Kareem Bandealy. Best Supporting Actor 2010. Photo by Pete Guither.

The Best Supporting Actor award for 2010 goes to Kareem Bandealy as a red-skinned demon Caliban in Illinois Shakespeare Festival's The Tempest. Bandealy's Caliban scuttles like a crab, bald and black-eyed and clawed, speaking with the eloquence of an animalistic devil. Honorable mention to Chris Enweiler's surfer-dude pothead Launce at Seattle Shakespeare Company's The Two Gentlemen of Verona.

The Best Supporting Actress award for 2010 goes to Chillina Kennedy as the vacuous but sexy Lois in The Taming of the Shrew-inspired Kiss Me, Kate at Stratford Shakespeare Festival. Kennedy's Lois plays Bianca in a Taming of the Shrew fiasco, singing well and dancing even better in a wonderfully comedic role. Honorable mention to Magdalyn Donnelly for her smart, sassy and sexy Hostess in The Merry Wives of Windsor at the Illinois Shakespeare Festival.

Technicals

Brian Sidney Bembridge.
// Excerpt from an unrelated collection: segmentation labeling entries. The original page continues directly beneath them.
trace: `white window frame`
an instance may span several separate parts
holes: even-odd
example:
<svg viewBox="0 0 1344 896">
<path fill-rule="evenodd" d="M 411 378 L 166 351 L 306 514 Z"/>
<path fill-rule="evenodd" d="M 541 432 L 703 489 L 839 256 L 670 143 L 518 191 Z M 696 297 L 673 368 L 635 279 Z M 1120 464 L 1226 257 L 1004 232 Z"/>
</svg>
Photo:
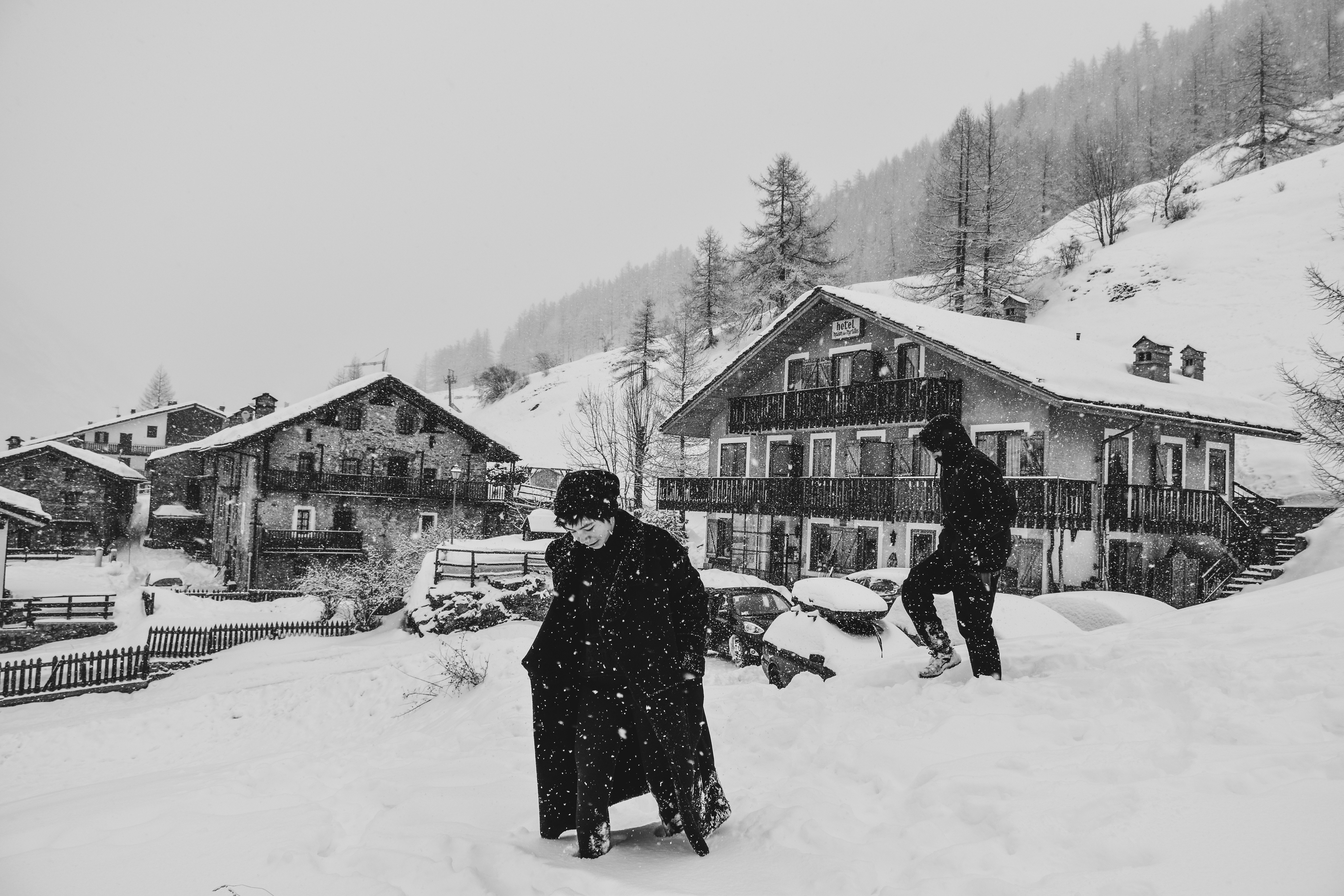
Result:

Best Scenic Design 2010. Photo by Liz Lauren.

The Best Scenic Design award for 2010 goes to Brian Sidney Bembridge for his deeply set exploration of decaying urban opulence and the dangers of stark city streets in Romeo and Juliet at Chicago Shakespeare Theater.

The Best Costume Design award for 2010 goes to Tom Piper for his impressively expansive array of modern styles - especially upon Cleopatra and her echo attendants - from tuxedoes and men suits to combat fatigues in the Royal Shakespeare Company's Antony and Cleopatra.

The Best Lighting Design award for 2010 goes to Lorenzo Savoini for the Stratford Shakespeare Festival's 1920s vaudeville take on The Two Gentlemen of Verona, an engagingly original array of projections and spotlights amid splashes of color in a lightning-quick series of comic vignettes.

The Best Sound and Music Design award for 2010 goes to Todd Charlton and Michael Roth for the rousingly played 1920s music - guitar, saxophone, trumpet, bass, fiddles, and piano - in As You Like It at the Stratford Shakespeare Festival.